Eine dritte Klasse wären diejenigen Körper, die gegen die elektrische Materie ebensoviel Kapazität als Anziehung beweisen, in denen sie daher ebenso leicht erregt als zurückgehalten wird. Gehörten unter diese Klasse etwa alle die Körper, die durch Wärme leicht schmelzbar sind [wie Harz, Pech u.a.m.]. Dies sind nichts als Möglichkeiten, die vielleicht erst im Zusammenhange mit anderen erwiesenen Sätzen Wahrscheinlichkeit oder Gewißheit erlangen.

In derselben Ungewißheit sind wir bis jetzt noch in Ansehung der Erregung der elektrischen Erscheinungen. Ist es der bloße Mechanismus des Reibens, der die elektrische Materie im Innern der Körper in Bewegung setzt? Oder ist es die durch Reibung zugleich erregte Wärme, die erst auf jene Materie wirkt, sie elastischer macht, oder wohl gar zersetzt? Oder – doch[220] ich will nicht alle Möglichkeiten, auf die wir im Verlauf der Untersuchung stoßen müssen, zum voraus erschöpfen.

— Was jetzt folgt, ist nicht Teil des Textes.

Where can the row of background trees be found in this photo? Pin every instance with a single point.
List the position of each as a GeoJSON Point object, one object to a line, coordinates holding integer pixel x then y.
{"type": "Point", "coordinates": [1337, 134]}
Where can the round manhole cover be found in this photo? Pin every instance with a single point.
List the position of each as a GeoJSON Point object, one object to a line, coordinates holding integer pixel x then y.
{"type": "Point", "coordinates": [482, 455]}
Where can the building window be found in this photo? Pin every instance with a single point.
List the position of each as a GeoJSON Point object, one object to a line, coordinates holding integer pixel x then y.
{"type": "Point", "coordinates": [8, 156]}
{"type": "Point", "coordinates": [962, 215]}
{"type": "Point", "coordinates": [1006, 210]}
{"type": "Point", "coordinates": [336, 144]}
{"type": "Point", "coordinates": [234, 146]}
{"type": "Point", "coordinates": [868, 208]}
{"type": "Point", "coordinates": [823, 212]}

Man darf beinahe nur die ersten einfachsten Experimente, die Äpinus mit dem Tourmalin angestellt hat, lesen66, um überzeugt zu werden, wie unwissend wir noch in Ansehung dieser Fragen sind. Dieser Stein, sobald er erwärmt ist, zieht an und stößt ab nach Gesetzen der Elektrizität, er vereinigt in sich entgegengesetzte Elektrizitäten, ungleich erhitzt verwechselt er, um mich so auszudrücken, seine elektrischen Pole, überhaupt scheint er ebenso nahe dem Magnet als dem Bernstein verwandt zu sein.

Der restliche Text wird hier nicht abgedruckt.